The Drakenstein municipality announced it was restricting its water supply to residents, and the West Coast municipality is expected to follow suit, as town councils feel the pressure of keeping the taps running after a dry winter.

Cape Town extracts 99.5 percent of its water from six dams – Wemmershoek, Steenbras Lower, Steenbras Upper, Voëlvlei, Theewaterskloof and Berg River – which are only around 46 percent full.

“If we have the same rainfall in the winter to come, we will have a capacity problem,” said Ernest Sonnenberg, Mayco member for utilities.

He said the council had no choice but to increase tariffs, especially for high-end users.

“For the lower-use consumer, the increase will be very nominal. When we increase our tariff, it has to be punitive to get our 10 percent saving,” he said.

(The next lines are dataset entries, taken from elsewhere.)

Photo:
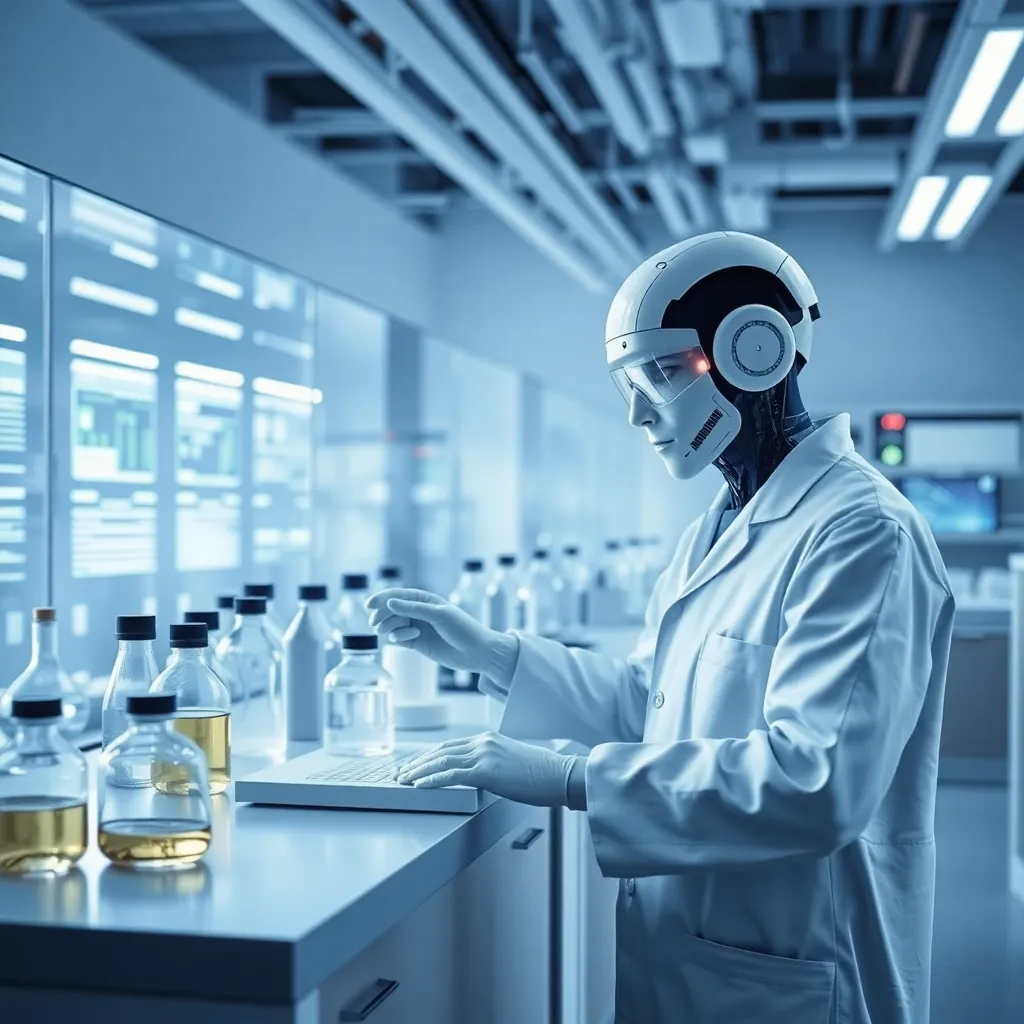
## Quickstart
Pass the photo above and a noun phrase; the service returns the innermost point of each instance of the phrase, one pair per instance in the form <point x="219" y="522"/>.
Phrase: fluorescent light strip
<point x="111" y="296"/>
<point x="963" y="203"/>
<point x="1012" y="122"/>
<point x="10" y="333"/>
<point x="210" y="325"/>
<point x="990" y="66"/>
<point x="133" y="255"/>
<point x="928" y="190"/>
<point x="10" y="211"/>
<point x="111" y="353"/>
<point x="282" y="389"/>
<point x="212" y="283"/>
<point x="212" y="375"/>
<point x="12" y="268"/>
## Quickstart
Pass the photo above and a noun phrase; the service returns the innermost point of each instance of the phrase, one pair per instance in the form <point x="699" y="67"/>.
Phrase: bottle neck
<point x="44" y="642"/>
<point x="189" y="655"/>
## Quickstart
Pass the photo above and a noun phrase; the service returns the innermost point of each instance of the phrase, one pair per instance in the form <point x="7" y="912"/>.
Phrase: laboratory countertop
<point x="284" y="898"/>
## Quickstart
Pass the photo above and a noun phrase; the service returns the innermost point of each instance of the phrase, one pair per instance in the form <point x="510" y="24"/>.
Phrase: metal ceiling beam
<point x="827" y="110"/>
<point x="971" y="23"/>
<point x="312" y="30"/>
<point x="335" y="123"/>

Barry Wood, of the council’s bulk water branch, told the municipal portfolio committee on utility services on Monday it was too soon to say what impact restrictions over the last month had had on supply.

Continuing water restrictions would depend on rainfall levels and drought conditions this year. “There’s lots of uncertainty about the climate. It is better to be proactive,” Wood said.

Sonnenberg said restrictions would remain in place until dam levels had “sufficiently recovered”. “The concern is that this is the second lowest storage capacity we’ve had,” said Sonnenberg.

No water restrictions have currently been imposed on agriculture which uses about 30 percent of communal water supply.

The council is selling its treated effluent and expanding its pipeline to Macassar to make the treated water available for irrigation. “We are trying all means to use potable water for human concerns only,’’ said Sonnenberg.

The greenery along the integrated rapid transit routes and golf courses were all using effluent for irrigation, Sonnenberg said.

The water level of the Steenbras dam is currently the third lowest in its 100 years of recorded rainfall history, as is the Newlands reservoir in its 109 years.

Wemmershoek is at its seventh lowest level in the 62 years on record.

The Stellenbosch municipality uses approximately 2 percent of the water resources that it shares with Cape Town, while Drakenstein extracts around 7 percent.

After the winter of 2014, the dams were around 75 percent full.

This year, they are expected to be at a minimum of only around 30 percent, which is similar to the levels in 2004.

Wood told the committee that the council was trying to reduce its extraction from the Voëlvlei Dam near Gouda and Wemmershoek Dam between Franschhoek and Paarl, and instead increase the production at its treatment plants at Blackheath and Faure for the water taken from the Palmiet system.

André Fourie of the Freedom Front Plus said the council needed to plan for increase in population growth. “We can’t become too complacent. This situation just shows you that we can run into a crisis.”

Wood said the best way to manage the water situation in times of drought was through restrictions rather than the augmentation of existing supply.